13. Compte tenu de ce qui précède, le Tribunal rejette, par la présente, la requête.


1 . L.R.C. 1985 (4e suppl.), ch. 47 [Loi sur le TCCE].

2 . Suite à une requête de PwC, le Tribunal a ultérieurement joint la plainte de PwC à celle déposée par Raymond Chabot Grant Thornton Consulting Inc. le 26 juillet 2013 (dossier no PR-2013-005).

3 . Chamber of Shipping of British Columbia c. Ministère des Pêches et des Océans (24 mars 2010), PR-2009-069 (TCCE) [Chamber of Shipping] au para. 14.

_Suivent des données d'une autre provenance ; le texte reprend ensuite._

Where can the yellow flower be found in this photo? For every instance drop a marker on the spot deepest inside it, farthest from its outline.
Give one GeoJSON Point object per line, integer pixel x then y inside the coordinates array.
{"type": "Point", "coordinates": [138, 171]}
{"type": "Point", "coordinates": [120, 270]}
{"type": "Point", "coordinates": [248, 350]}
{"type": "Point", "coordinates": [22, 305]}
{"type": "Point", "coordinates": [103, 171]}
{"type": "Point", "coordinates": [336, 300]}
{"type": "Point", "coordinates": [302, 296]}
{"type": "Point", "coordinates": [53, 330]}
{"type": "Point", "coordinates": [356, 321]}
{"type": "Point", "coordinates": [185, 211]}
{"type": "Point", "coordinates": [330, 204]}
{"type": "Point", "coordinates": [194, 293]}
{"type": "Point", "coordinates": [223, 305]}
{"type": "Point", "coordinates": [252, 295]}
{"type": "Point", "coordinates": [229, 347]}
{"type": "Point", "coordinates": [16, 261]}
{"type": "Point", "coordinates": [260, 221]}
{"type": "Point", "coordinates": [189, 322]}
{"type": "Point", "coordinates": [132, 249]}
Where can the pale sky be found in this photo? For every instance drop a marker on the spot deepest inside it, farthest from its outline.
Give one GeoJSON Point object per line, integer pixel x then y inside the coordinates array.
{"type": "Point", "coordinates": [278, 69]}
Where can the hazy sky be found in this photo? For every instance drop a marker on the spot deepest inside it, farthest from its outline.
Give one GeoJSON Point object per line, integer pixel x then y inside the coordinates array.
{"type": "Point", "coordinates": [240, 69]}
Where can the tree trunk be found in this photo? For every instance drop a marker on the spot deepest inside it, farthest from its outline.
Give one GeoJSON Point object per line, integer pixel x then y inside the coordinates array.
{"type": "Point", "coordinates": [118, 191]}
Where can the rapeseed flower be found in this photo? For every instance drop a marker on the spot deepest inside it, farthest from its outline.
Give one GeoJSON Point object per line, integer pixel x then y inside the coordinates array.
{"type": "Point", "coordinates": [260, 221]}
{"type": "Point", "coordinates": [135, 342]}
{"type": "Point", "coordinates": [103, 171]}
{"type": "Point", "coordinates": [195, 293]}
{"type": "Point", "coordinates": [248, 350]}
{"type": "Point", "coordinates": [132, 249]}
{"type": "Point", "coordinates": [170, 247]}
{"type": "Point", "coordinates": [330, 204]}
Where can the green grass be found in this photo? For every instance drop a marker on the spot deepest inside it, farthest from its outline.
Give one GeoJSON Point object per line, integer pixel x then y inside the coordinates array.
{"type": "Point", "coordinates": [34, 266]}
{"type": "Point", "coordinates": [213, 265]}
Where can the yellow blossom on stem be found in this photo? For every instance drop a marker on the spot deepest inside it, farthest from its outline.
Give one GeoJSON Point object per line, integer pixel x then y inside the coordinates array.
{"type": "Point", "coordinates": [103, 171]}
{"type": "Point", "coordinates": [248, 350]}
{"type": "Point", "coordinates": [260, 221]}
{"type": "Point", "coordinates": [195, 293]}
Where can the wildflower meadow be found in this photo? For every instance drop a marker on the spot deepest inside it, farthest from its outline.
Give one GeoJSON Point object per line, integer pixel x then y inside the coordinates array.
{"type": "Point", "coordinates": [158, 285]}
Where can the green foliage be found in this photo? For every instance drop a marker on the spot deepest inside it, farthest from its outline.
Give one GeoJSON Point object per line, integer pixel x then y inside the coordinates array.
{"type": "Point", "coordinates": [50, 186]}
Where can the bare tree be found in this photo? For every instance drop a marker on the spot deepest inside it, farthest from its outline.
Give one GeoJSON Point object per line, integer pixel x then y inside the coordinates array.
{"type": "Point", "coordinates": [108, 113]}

4 . À titre informatif, le Tribunal fait remarquer qu'une simple affirmation de partialité ou de crainte raisonnable de partialité n'est pas suffisante pour ordonner la production de documents. L'allégation de partialité ou de crainte raisonnable de partialité doit être fondée sur des renseignements auxquels la partie plaignante avait raisonnablement accès au moment du dépôt de la plainte. Tel qu'énoncé dans Chamber of Shipping (au para. 15), « [...] il incombe à la partie plaignante de démontrer les principaux faits sous-jacents à une allégation. Selon le Tribunal, l'inclusion dans une plainte d'une allégation générale, qui n'est pas appuyée par des renseignements ou des éléments de preuve suffisants pour démontrer, dans une mesure raisonnable, sa véracité, ne constitue pas un motif pour que la partie plaignante ait accès à des documents en possession de l'institution fédérale en vue de valider cette allégation non étayée et hypothétique. »

5 . Lettre de PwC datée du 23 août 2013 au para. 15.

6 . (10 septembre 2010), PR-2010-004 à PR-2010-006 (TCCE) au para. 70. Voir EDS Canada Ltd. (30 juillet 2003), PR-2002-069 (TCCE).